La bufera nel frattempo, è intenzionata a durare chissà per quanto tempo ancora, il rumore del vento misto a quello della pioggia incessante sulla vetrata del salotto sta creando in me un mal di testa incredibile.

«Ei...» una mano lungo il mio fianco destro mi riporta alla realtà. «Puoi anche non rispondermi adesso, non commetterò più lo stesso sbaglio.» Purtroppo la mia voglia di mascherare tutto non riesce a colmare il mio stato d'animo, lasciando che una lacrima solchi il mio viso.

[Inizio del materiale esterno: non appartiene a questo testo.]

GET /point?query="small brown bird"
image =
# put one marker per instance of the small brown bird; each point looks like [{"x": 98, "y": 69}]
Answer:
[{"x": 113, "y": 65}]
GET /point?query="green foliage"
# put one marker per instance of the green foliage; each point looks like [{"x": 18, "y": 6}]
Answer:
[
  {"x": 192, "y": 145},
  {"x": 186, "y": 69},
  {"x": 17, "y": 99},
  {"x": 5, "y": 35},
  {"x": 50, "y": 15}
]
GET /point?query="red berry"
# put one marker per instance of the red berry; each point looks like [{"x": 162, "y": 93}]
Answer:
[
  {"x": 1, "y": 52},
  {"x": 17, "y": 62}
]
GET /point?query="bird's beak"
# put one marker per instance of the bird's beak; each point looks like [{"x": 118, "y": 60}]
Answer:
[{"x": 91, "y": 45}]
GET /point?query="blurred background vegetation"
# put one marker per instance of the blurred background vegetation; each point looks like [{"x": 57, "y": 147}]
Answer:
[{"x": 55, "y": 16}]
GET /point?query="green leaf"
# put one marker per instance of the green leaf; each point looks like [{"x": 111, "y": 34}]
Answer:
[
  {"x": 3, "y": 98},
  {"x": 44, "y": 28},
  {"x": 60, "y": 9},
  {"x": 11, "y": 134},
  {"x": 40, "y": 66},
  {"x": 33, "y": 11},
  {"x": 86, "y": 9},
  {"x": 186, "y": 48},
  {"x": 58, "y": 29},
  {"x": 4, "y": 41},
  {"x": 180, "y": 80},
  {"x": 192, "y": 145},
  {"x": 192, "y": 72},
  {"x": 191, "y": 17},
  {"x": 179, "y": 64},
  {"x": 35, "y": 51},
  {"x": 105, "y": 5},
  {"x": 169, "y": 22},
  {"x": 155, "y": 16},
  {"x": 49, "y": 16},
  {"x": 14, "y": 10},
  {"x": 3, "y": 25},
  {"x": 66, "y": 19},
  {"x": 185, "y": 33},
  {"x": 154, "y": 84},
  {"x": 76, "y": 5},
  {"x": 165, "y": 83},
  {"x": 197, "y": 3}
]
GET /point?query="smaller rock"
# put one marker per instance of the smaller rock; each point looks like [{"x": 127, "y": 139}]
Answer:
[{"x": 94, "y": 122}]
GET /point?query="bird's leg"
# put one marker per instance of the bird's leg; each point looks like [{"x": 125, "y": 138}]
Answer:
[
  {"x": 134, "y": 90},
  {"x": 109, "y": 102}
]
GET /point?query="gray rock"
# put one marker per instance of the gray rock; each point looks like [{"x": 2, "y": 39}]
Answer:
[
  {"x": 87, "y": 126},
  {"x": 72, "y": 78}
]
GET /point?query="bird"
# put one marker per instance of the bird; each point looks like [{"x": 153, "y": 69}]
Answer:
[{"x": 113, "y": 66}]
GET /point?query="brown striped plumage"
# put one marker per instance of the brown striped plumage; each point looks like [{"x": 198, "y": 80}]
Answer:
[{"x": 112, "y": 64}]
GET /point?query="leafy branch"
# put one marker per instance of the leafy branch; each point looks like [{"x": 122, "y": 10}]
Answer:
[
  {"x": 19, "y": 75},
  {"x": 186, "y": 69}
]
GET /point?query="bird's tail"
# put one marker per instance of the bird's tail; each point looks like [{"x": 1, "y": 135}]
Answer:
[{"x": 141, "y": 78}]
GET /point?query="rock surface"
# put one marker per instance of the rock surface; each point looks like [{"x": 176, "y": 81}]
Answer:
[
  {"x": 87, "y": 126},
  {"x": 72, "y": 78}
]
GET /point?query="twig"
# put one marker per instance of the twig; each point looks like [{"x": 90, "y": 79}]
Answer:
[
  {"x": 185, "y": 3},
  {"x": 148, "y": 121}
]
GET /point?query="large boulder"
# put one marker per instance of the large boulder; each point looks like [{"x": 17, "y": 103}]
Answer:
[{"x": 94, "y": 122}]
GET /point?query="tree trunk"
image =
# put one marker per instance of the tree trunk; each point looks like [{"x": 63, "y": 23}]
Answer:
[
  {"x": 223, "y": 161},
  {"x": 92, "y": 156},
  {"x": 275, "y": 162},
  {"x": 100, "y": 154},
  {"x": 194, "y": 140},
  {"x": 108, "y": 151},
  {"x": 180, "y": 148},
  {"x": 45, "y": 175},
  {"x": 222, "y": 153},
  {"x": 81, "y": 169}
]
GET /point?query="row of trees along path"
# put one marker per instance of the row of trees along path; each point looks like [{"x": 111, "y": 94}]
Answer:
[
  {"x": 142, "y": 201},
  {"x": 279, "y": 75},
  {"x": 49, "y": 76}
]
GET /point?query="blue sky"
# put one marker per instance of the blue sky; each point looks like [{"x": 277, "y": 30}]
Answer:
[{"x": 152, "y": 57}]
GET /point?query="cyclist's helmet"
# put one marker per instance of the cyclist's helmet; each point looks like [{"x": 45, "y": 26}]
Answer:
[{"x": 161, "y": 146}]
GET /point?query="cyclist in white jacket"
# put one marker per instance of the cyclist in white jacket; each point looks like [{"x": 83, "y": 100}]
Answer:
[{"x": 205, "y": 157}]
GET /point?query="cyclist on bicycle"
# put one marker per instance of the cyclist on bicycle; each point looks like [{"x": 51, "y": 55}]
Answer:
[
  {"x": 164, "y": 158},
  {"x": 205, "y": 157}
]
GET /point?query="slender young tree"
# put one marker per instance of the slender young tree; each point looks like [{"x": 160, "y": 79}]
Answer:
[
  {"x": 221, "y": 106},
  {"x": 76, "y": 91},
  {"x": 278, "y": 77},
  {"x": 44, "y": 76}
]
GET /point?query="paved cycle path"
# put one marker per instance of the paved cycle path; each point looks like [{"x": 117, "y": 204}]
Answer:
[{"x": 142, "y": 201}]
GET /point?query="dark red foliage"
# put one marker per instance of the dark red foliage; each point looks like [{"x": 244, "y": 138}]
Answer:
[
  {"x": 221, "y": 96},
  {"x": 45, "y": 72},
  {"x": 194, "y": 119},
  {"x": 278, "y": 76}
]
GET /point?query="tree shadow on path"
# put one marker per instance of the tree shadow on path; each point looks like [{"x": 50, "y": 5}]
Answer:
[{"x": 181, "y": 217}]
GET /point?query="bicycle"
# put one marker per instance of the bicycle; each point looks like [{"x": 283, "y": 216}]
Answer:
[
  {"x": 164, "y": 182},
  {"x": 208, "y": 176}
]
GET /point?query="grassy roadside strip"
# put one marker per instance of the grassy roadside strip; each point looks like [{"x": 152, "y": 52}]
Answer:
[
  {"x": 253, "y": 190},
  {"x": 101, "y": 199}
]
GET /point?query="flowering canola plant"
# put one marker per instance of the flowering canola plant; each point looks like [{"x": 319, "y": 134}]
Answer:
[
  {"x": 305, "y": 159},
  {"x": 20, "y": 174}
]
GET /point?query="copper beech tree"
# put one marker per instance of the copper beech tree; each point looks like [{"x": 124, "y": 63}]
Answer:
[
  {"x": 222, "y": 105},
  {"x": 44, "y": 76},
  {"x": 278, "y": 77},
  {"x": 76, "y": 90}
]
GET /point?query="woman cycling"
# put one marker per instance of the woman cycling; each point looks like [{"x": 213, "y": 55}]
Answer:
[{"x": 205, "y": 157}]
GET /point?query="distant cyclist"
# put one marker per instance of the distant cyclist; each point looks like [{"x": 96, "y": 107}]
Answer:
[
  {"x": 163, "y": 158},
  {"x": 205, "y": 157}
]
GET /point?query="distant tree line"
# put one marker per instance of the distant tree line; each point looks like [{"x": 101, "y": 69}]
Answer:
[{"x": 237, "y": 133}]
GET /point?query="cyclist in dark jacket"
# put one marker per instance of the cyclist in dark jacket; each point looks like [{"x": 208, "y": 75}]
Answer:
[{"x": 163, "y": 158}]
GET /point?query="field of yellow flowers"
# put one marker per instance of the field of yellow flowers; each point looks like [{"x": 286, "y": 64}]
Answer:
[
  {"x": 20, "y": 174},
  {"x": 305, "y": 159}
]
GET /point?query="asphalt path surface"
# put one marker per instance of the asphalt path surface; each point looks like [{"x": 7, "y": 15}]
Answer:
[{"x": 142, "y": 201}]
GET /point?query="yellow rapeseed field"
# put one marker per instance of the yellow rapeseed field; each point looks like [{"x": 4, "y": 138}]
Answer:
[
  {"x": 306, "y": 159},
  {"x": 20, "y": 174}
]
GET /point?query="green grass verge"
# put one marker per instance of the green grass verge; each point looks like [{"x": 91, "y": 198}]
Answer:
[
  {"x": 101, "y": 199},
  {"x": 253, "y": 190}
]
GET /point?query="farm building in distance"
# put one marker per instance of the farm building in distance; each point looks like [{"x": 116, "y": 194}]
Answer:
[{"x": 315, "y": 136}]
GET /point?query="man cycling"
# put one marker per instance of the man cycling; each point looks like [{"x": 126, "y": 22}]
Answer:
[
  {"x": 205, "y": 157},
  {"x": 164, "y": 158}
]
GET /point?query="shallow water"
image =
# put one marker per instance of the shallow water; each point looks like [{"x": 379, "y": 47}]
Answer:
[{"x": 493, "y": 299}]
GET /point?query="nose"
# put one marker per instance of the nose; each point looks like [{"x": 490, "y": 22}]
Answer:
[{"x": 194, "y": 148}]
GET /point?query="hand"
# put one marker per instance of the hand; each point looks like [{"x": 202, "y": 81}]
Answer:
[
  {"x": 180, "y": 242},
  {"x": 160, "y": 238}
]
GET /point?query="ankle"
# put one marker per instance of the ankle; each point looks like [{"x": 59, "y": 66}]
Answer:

Elena prontamente la rimuove con il pollice della sua mano sforzando un piccolo sorriso.
«Vado a casa, riposati e scusami ancora per prima, avremo modo di parlare.» Si affretta a girarsi ma le afferro il pollice tirandola verso di me.

«Con questo temporale, dove vuoi andare adesso?» Gioisco vedendo un sorriso sincero presentarsi sul suo volto, forse è proprio quello che vorrebbe anche lei.
«Puoi dormire qui, non mi disturbi affatto.»
Non trovo nessuna risposta da parte sua, anche se il suo corpo dice tutt'altro. Si avvicina verso di me ancora un po' mettendo la mano destra sulla mia guancia che immediatamente sento prendere fuoco.
Possibile che le basti così poco?

«Solo se smetti di piangere e mi prometti che non sia troppo difficile per te avermi qui.»
Le sue labbra prendono la forma di un dolce sorriso che cerca di rassicurarmi mentre trova sicurezza e per me questa, è una delle immagini più belle che abbia mai visto.